Albuquerque Eastern Railway

Overview
- Headquarters: Albuquerque
- Locale: New Mexico
- Dates of operation: 1901–1908

Technical
- Track gauge: 4 ft 8+1⁄2 in (1,435 mm)
- Length: 8 mi (13 km)

= Albuquerque Eastern Railway =

Defunct railroad in New Mexico, United States

The Albuquerque Eastern Railway, sometimes called the Albuquerque Eastern Railroad, was chartered July 22, 1901, by the same parties interested in the Santa Fe Central Railway which was completed in 1903 between a rail junction at Torrance, New Mexico and Santa Fe, New Mexico. The plan was for the Albuquerque Eastern to branch from the Santa Fe Central at Moriarty, New Mexico and run 43 miles west through the Tijeras Pass to Albuquerque.
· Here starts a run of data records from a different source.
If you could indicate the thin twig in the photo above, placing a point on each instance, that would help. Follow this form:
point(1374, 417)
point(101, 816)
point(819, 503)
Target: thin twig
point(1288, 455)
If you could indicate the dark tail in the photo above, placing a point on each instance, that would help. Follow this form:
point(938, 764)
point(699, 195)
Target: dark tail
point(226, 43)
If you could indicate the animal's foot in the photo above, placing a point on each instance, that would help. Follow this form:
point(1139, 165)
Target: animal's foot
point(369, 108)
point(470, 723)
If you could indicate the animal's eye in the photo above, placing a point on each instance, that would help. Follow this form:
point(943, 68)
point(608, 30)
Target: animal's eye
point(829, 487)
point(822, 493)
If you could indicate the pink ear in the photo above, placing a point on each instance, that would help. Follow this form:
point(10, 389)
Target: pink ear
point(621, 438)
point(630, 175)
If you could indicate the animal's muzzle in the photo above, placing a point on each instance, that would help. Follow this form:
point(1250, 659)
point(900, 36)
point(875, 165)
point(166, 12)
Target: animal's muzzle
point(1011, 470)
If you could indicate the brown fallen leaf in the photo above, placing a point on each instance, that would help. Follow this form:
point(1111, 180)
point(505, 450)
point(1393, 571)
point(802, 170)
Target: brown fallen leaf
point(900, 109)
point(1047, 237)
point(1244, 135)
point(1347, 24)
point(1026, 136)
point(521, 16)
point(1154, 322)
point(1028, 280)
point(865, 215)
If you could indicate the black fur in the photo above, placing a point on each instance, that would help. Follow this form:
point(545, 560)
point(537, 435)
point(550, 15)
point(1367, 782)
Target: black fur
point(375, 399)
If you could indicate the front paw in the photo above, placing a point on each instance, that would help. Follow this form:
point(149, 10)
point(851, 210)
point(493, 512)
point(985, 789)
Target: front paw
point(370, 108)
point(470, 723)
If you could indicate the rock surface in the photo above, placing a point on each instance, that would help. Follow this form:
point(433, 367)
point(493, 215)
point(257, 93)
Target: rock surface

The entire line was graded with a railbed, however, construction was halted in 1905 after only the first 8 miles of track out of Moriarty had been built, due to the Comptroller of the Currency closing the doors of the bank financing the construction.

Other routes were surveyed, including a branch running northwest toward the coalfields around Hagan, New Mexico and on to Algodones or San Felipe; but, none were brought to fruition. The Albuquerque Eastern was consolidated with the Santa Fe Central in 1908 to form the New Mexico Central Railroad.